Here we make two comments about the lag time between waves. First, we intended to cover the broadest range of years for which information is available on all three variables in the analysis. Given that the World Bank renewable energy data begin in 1990 and end in 2015, this period was used for the analysis. (The International Energy Agency provides longer coverage, but access to the data is restricted.) In preliminary analyses, we added waves to reduce the lag time; however, in doing this, the estimation procedure did not converge. Thus, we continued to remove waves (thereby extending the lag time) until the estimation procedure converged for the three models reported.
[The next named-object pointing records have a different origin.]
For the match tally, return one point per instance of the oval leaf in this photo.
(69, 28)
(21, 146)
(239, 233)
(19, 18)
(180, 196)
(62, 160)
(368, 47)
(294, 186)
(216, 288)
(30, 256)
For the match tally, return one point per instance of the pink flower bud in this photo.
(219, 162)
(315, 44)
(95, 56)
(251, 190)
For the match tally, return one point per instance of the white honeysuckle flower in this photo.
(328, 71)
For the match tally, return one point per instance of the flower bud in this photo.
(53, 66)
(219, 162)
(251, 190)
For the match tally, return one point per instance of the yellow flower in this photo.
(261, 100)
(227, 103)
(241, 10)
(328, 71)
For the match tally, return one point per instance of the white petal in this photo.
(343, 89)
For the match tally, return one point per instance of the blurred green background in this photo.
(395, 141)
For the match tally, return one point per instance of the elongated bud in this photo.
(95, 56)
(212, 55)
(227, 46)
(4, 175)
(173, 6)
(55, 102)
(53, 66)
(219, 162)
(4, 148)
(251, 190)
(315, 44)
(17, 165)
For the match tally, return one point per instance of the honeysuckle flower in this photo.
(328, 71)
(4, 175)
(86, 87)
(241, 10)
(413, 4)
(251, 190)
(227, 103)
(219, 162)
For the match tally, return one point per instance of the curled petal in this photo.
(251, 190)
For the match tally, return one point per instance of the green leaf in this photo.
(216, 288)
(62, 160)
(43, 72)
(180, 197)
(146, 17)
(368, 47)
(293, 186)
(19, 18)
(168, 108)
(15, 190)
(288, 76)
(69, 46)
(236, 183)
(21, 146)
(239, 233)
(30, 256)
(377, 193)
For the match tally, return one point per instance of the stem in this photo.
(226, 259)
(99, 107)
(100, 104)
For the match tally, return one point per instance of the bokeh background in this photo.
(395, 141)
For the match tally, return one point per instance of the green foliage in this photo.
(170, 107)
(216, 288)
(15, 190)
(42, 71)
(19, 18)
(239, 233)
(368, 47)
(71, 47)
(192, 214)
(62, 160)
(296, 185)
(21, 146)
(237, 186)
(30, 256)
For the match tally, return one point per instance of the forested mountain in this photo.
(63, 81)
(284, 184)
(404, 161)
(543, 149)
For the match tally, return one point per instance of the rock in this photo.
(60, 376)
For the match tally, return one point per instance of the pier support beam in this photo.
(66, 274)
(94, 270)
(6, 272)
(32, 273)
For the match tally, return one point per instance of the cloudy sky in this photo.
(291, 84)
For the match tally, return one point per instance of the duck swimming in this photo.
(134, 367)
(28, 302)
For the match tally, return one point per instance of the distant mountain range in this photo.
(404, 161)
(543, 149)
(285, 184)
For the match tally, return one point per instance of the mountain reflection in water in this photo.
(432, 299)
Because we want to ensure that the sample covers the full range of years between 1990 and 2015, reducing the number of waves increases the lag between waves and also results in fewer parameters to estimate. Our goal was to maintain coverage for the entire interval between 1990 and 2105. As mentioned above, reducing the lag resulted in additional waves, and the models did not converge. Ultimately, all three models converged when using the same four time periods (1990, 1999, 2007, 2015), which yielded an eight-year average lag. Second, considering the exploratory nature of this project, we emphasize that sociologists conducting environmental research have not established any standards for specifying the time lag in quantitative research. Certainly, when examining exogenous effects of predictor variables, many scholars have used longitudinal panel models with a one-year lag for the dependent variable (e.g., Bradford and Stoner 2017; Shandra, London, and Williamson 2003). We would have preferred a lag shorter than eight years, but as mentioned, the small sample size, in combination with the sensitivity of a cross-lagged SEM (with fixed effects), precluded the use of additional waves. We therefore encourage future scholars, using bigger sample sizes, to consider the discussion on lag time when examining cross-lagged reciprocal effects.
8.
See  Appendix A for the full set of commands used to estimate Model 3.